La mâchoire de Blanche se décrocha. Homère se figea. Même les démons russes, qui jouaient plus loin, firent silence. Quand la cadette se retourna, elle découvrit sa sœur campée au milieu du casino, les poings serrés. Plusieurs mètres derrière elle, une dryade très mal à l’aise essayait de se fondre dans le décor.
– C’est pas moi, dit Mitaine très vite. J’suis obligée d’la suivre, vous savez. On te cherchait, Blanche !
Elle semblait encore plus verte ici, comme une émeraude posée sur toute cette moquette rouge.
– Depuis combien de temps t’es là ? lança la blondinette à sa sœur.
Cornélia attrapa une chaise et vint s’asseoir près d’elle.
– Assez longtemps pour savoir ce qu’est un changelin.
Homère ne bougeait pas, semblable à une statue.

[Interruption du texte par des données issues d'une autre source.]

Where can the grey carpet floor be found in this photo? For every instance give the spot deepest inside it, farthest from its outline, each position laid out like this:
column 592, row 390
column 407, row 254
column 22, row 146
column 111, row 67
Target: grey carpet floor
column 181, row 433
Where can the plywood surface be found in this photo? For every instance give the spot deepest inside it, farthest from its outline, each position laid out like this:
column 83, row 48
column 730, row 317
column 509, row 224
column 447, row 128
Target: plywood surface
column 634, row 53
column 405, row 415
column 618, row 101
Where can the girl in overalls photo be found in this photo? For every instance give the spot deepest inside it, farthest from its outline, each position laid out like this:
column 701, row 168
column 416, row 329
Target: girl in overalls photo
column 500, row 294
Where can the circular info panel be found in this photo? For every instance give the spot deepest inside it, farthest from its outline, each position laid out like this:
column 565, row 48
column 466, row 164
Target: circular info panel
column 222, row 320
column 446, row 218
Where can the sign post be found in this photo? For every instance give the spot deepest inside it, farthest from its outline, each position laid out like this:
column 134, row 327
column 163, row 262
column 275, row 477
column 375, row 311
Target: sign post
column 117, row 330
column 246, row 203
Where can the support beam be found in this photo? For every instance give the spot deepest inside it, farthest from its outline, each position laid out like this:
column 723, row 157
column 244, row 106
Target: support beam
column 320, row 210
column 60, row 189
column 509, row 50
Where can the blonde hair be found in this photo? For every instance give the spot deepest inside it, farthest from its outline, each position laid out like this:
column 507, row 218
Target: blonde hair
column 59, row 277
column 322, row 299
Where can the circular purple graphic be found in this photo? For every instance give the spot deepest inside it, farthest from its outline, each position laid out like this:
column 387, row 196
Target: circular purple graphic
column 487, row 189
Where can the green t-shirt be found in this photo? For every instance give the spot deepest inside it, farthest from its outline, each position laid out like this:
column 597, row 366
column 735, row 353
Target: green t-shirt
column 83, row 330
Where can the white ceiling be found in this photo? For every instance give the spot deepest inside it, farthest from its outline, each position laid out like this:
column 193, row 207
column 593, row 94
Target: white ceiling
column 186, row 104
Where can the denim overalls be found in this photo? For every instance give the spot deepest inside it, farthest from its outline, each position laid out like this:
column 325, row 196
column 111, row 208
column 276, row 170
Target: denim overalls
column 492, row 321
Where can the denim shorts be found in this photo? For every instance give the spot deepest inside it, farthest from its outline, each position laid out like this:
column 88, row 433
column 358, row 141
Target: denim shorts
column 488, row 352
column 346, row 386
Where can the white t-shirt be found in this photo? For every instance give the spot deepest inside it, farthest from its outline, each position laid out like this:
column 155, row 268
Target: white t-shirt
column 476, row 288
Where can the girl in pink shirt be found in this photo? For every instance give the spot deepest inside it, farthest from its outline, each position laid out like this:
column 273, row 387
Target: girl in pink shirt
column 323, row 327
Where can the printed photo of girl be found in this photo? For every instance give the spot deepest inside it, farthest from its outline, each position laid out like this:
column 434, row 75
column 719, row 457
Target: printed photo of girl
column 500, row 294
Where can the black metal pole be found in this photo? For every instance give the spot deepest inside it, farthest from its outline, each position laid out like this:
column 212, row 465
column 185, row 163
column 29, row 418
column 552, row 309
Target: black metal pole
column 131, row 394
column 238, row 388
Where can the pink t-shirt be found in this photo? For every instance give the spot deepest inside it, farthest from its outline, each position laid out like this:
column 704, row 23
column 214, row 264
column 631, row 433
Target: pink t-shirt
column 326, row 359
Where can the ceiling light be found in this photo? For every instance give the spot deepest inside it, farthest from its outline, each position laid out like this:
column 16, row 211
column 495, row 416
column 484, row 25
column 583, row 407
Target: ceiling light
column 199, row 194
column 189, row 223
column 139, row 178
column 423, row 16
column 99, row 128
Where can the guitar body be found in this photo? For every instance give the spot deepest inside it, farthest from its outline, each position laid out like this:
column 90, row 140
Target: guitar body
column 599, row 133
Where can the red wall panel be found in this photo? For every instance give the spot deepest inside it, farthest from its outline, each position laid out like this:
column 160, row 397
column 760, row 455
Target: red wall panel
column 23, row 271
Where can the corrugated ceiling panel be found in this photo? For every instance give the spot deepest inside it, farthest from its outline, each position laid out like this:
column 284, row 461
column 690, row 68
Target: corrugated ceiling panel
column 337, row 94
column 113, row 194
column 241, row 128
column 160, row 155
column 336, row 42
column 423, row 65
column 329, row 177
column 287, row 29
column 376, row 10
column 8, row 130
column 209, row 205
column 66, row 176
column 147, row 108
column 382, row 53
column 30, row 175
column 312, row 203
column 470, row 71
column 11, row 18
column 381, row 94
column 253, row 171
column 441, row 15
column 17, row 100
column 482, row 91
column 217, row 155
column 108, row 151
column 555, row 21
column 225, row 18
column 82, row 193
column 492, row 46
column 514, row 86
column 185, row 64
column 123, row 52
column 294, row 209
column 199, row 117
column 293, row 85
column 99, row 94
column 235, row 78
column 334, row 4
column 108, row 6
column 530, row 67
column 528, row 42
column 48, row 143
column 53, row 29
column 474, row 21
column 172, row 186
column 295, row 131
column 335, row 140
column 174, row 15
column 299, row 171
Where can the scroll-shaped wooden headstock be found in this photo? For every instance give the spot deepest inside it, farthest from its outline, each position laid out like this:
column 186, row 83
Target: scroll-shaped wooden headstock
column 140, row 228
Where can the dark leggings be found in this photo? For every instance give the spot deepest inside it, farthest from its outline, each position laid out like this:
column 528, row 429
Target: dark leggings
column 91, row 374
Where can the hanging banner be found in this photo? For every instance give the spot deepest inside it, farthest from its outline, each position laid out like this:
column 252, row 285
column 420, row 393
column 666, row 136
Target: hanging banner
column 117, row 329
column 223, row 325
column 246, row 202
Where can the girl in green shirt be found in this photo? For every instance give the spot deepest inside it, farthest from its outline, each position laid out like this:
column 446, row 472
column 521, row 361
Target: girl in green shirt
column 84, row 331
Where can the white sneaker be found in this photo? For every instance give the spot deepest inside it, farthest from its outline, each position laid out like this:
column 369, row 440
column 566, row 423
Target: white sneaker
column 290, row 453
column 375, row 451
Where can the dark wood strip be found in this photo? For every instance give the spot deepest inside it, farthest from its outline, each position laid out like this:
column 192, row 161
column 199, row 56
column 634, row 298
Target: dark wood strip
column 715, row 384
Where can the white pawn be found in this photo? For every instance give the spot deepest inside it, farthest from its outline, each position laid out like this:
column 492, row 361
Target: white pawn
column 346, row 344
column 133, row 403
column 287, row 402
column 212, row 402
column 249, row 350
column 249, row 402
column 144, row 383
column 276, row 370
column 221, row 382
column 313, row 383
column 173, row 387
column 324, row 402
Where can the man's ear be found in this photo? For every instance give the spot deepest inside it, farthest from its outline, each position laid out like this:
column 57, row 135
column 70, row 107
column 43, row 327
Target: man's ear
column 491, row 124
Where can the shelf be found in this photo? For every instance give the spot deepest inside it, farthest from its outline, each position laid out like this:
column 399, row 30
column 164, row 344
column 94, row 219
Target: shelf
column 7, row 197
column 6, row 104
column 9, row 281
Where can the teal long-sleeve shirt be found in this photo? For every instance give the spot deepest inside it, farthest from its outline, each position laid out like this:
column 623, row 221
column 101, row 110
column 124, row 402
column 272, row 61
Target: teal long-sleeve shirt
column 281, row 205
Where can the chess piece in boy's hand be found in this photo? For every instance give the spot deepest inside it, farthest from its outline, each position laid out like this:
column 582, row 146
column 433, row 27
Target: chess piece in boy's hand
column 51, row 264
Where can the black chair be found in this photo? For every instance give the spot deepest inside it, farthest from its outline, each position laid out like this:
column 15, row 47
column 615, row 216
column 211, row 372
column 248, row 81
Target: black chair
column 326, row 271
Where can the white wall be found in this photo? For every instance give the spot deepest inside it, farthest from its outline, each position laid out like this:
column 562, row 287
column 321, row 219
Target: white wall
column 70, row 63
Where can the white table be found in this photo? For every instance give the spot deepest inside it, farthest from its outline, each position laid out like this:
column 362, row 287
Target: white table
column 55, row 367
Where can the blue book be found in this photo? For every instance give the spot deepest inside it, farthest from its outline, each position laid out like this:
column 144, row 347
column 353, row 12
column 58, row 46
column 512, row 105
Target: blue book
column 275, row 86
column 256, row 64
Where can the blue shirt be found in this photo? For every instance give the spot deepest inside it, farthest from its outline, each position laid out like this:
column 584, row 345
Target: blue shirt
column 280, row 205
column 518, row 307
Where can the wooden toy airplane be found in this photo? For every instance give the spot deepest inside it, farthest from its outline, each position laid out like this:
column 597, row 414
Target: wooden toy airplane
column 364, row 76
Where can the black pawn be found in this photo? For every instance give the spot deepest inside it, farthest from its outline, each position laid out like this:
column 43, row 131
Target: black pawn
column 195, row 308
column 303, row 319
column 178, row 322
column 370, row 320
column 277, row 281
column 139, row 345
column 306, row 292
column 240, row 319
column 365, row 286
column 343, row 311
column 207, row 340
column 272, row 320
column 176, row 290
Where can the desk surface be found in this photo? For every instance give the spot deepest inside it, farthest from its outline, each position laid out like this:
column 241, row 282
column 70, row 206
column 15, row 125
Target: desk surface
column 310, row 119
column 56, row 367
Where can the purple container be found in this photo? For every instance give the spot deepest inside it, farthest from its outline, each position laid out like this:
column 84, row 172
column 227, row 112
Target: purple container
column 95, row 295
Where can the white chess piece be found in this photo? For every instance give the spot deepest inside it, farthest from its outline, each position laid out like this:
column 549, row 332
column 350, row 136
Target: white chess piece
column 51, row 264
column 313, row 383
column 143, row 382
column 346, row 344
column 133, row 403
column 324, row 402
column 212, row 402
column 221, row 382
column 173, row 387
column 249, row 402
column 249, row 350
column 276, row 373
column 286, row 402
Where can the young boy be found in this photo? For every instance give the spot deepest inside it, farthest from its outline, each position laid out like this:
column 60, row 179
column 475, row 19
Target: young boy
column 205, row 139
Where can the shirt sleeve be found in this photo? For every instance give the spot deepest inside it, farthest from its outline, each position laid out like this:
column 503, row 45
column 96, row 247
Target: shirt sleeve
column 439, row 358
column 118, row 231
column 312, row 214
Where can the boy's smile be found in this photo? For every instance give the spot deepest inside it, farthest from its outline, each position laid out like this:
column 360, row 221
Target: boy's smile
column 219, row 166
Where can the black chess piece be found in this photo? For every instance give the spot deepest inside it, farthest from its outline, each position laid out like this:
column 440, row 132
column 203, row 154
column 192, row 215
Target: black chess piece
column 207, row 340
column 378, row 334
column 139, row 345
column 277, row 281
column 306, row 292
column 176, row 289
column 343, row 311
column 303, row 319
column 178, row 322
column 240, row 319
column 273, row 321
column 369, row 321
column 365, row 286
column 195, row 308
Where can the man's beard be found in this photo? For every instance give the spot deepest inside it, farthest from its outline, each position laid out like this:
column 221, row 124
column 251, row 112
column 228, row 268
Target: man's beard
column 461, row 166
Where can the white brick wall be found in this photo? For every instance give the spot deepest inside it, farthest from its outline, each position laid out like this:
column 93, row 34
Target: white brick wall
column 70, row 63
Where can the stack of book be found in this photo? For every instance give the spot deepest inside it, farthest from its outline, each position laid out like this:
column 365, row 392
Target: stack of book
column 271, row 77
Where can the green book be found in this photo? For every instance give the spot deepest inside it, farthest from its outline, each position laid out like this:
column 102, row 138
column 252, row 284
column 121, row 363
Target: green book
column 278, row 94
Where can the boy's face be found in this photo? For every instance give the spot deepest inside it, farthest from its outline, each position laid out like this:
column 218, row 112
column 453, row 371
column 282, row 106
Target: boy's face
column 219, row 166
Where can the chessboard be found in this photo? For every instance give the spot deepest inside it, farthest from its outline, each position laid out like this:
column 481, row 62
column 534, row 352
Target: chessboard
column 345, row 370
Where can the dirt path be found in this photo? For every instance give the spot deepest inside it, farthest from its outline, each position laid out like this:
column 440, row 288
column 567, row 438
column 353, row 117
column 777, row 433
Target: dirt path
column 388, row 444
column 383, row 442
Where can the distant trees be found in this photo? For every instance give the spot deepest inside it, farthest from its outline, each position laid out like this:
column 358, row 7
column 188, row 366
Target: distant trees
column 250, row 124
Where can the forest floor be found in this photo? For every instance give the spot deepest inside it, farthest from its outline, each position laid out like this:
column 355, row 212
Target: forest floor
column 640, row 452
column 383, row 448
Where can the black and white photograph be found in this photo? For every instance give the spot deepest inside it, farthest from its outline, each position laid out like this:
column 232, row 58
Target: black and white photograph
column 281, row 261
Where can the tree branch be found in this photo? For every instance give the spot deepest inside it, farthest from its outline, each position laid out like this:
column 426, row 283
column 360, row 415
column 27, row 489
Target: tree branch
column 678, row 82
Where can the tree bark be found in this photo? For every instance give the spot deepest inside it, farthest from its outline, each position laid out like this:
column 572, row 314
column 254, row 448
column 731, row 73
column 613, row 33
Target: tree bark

Cornélia le défia du regard, sans se laisser déstabiliser par la croix rouge qui luisait sur sa face de métal.
– Répondez à sa question, s’il vous plaît, finit par dire Blanche. Pour le quatrième jeton.
Homère se leva dans le chuintement de ses amortisseurs.
– Venez, dit le casino à sa place. Pour vous apporter une réponse correcte, il me faut mes archives.
***
Toute l’histoire de la Strate.
Voilà ce qui se trouvait derrière cette porte discrète, perdue dans l’hôtel, qui ne payait vraiment pas de mine. Homère l’avait déverrouillée avec une petite clé numérique cachée dans son index de métal. Il avait renvoyé Mitaine dans le couloir et fait entrer Blanche et Cornélia. Dans la pièce mystérieuse, une odeur de poussière les avait fait tousser. Vu de l’extérieur, elles s’attendaient à un placard à balai, ou un petit cabinet de travail rempli de classeurs étiquetés.
En réalité, la salle était immense.
Du sol au plafond s’empilaient des étagères innombrables qui disparaissaient dans les ténèbres, dans toutes les directions, comme si des miroirs les reflétaient indéfiniment. Elles étaient tapissées de boîtes parfaitement rangées. Et dans ces boîtes…
– L’année 1836, marmonna Homère, ou plutôt le plafond équipé de haut-parleurs. Elle ne devrait pas être loin.
Chaque boîte portait une étiquette, et à l’intérieur, des dizaines de disquettes minuscules étaient soigneusement classées par année. Plusieurs étagères entières étaient dédiées au dix-neuvième siècle. Les yeux écarquillés dans la pénombre – Homère, lui, n’avait pas besoin de lampe pour y voir – Blanche suivit du regard les étagères voisines. Les siècles défilèrent sous ses yeux, jusqu’au vingt-et-unième. Puis au vingt-troisième… Saisie d’une crainte presque superstitieuse, elle n’osa pas regarder les étiquettes suivantes. Elle n’était pas certaine que cette salle avait une fin. Peut-être, comme l’auberge de la Vingt-Cinquième heure, s’étirait-elle à l’infini…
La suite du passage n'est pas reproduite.